The trouble all started back in September 2011 when Warner Chilcott filed a citizen petition with FDA asking the agency not to accept generic applications for its severe acne treatment without the extra score line, which the company claimed made it easier for patients to divide and take the tablets in thirds [1].

In its citizen petition, Warner Chilcott said that approving generics with only one score ‘would raise public health concerns’. The drugmaker argued that doctors might instruct patients to divide the Doryx tablet into thirds, but a generic version with just one score would make it difficult to get the right dose, leading ‘to patient confusion and sub-optimal dosing’.

Mylan was just one of the generics companies reported to be ready to launch in September 2011 with single-score generics of the acne treatment.

The tactic from Warner Chilcott followed the release of new draft guidance from FDA in August 2011 on scoring tablets, which highlighted the importance of ‘consistent scoring’ in order to ‘ensure that the patient is able to adjust the dose, by splitting the tablet, in the same manner’ as the originator drug.

FDA denied the petition for reasons including those listed below:

• A generic single-scored product ‘would not raise any new public health concerns’, especially since the two products (single and dual-scored) would only be available ‘for a finite period of time’.
• In contrast with chronic diseases ‘where patients may need to titrate their dose of medication based on changing disease state or changing response to therapy over time’, the dose of doxycycline hyclate ‘would rarely be adjusted in this manner’.
• The risk of medication error because of different scoring configurations would be limited as doses of doxycycline hyclate are not typically adjusted based on a patient’s response after the initial prescription.
• The single- and dual-score products are currently being sold by the originator company.

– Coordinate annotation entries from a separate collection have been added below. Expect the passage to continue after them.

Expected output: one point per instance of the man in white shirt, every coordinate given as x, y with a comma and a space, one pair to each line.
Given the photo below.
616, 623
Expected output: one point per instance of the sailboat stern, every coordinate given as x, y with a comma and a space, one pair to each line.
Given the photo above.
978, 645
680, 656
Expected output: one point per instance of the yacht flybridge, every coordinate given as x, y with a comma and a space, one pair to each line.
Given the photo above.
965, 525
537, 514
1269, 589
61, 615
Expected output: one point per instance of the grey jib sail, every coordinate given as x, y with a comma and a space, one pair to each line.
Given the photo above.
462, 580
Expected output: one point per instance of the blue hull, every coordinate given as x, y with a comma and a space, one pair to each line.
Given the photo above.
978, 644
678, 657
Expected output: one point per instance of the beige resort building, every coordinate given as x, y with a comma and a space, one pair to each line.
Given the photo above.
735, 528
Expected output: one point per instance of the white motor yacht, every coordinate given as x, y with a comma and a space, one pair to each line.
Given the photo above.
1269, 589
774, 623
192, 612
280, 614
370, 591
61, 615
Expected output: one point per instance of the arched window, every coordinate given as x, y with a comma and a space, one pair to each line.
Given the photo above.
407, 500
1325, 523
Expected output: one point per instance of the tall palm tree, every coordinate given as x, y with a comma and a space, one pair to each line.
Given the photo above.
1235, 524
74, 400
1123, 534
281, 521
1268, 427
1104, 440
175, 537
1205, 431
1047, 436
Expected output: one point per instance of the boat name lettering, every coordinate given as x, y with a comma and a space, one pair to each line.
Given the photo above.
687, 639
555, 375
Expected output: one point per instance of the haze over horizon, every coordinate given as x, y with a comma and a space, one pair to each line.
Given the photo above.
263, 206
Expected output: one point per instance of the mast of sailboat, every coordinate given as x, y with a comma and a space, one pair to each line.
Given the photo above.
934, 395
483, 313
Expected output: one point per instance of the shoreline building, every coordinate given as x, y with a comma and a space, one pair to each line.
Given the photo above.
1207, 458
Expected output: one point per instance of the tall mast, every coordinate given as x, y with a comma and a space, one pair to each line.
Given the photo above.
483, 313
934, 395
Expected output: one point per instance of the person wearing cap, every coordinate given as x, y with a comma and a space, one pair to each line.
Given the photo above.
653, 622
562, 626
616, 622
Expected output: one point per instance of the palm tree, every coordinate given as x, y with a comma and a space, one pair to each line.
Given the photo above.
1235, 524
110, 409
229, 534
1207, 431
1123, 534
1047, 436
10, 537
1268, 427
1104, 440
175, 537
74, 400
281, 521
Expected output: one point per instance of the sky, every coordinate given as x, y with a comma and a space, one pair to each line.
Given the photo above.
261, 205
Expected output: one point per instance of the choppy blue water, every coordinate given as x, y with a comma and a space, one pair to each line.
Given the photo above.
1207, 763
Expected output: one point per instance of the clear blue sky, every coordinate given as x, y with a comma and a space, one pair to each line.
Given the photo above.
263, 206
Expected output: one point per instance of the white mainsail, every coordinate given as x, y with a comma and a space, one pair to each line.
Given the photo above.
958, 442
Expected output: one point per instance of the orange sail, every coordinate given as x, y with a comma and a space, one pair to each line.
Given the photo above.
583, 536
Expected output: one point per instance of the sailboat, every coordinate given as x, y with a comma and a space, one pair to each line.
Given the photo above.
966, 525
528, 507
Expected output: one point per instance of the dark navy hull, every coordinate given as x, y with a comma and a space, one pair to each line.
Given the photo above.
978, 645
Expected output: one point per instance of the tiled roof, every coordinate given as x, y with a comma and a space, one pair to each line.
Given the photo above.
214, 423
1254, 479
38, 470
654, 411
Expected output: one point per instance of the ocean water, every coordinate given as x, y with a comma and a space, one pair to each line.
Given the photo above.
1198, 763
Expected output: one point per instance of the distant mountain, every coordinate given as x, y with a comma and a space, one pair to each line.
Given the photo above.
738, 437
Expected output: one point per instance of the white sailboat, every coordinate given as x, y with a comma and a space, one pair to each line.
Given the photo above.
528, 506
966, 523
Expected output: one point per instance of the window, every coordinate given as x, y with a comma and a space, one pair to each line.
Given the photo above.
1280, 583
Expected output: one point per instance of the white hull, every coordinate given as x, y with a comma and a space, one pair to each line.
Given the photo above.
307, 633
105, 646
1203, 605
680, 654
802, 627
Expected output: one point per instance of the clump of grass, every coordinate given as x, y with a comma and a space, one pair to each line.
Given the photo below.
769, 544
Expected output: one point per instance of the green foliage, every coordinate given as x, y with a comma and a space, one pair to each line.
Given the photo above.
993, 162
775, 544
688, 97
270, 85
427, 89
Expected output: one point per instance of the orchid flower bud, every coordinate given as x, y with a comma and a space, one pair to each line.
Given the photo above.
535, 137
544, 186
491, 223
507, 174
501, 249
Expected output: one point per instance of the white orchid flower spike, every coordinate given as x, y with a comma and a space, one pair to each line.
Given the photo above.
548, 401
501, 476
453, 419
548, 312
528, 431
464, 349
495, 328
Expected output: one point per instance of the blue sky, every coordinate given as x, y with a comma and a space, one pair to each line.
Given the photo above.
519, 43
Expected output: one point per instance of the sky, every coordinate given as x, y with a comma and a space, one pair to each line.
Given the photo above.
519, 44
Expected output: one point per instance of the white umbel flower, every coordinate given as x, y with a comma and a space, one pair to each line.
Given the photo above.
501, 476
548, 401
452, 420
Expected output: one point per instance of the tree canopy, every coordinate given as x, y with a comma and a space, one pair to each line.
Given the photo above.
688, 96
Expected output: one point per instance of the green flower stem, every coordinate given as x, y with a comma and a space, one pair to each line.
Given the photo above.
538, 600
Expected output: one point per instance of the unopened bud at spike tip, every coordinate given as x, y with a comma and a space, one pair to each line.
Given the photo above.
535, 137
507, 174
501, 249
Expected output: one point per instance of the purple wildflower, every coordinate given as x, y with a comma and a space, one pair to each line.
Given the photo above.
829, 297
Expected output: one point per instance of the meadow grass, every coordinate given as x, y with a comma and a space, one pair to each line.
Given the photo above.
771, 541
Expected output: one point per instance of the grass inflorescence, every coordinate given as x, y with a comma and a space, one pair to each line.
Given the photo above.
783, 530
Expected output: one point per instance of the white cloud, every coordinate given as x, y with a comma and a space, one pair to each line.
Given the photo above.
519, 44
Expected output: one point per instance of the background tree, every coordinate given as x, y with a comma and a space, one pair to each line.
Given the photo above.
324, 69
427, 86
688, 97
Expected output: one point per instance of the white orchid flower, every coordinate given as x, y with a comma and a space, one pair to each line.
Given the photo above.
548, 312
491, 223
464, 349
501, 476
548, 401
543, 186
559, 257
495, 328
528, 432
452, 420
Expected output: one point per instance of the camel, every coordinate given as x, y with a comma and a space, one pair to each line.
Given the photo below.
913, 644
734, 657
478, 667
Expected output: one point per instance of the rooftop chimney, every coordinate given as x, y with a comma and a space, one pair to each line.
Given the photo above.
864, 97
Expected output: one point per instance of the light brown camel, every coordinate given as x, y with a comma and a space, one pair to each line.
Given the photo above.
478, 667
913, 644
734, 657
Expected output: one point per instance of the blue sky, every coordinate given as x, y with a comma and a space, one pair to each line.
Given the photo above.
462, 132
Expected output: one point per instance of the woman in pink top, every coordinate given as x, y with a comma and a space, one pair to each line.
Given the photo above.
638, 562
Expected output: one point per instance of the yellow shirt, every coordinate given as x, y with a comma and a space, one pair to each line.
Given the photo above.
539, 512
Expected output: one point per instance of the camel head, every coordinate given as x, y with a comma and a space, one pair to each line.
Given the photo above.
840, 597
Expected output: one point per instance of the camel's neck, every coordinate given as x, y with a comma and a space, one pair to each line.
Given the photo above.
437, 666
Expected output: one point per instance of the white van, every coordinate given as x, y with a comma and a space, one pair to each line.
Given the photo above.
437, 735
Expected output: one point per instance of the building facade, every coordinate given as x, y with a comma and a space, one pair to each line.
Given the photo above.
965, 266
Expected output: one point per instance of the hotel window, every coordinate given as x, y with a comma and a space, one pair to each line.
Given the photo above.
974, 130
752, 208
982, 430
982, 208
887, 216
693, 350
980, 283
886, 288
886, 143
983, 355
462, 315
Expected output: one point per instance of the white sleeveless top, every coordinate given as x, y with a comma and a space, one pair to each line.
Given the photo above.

FDA approved Mylan’s ANDA for generic doxycycline hyclate on 8 February 2012, with a post-approval requirement to comply with the new dual scoring of the reference product when it conducts its next manufacturing run.

The approval of Mylan’s ANDA comes amid ongoing patent litigation. On 22 September 2011, Warner Chilcott announced that it had been granted a preliminary injunction against generics giant Mylan by the US District Court in New Jersey preventing Mylan from launching a generic version of Doryx. Warner Chilcott alleges that Mylan is guilty of infringing on its ‘161 patent’ for Doryx which expires in 2022.

Mylan has agreed that it will not launch its generic Doryx product until after a decision is issued regarding the lawsuit. The trial is underway in the US District Court for the District of New Jersey and a decision is currently expected in March 2012.

There is much at stake. More than 383,000 patients in the US alone take Doryx. In 2011, Doryx had US sales of approximately US$264 million, according to IMS Health.

Editor’s Comment

FDA has clearly made a stand in this case, but what happens when the case involves a drug for a chronic disease where patients may need to adjust their dose of medication? Does this mean that originator companies can use this tactic to delay competition from generics?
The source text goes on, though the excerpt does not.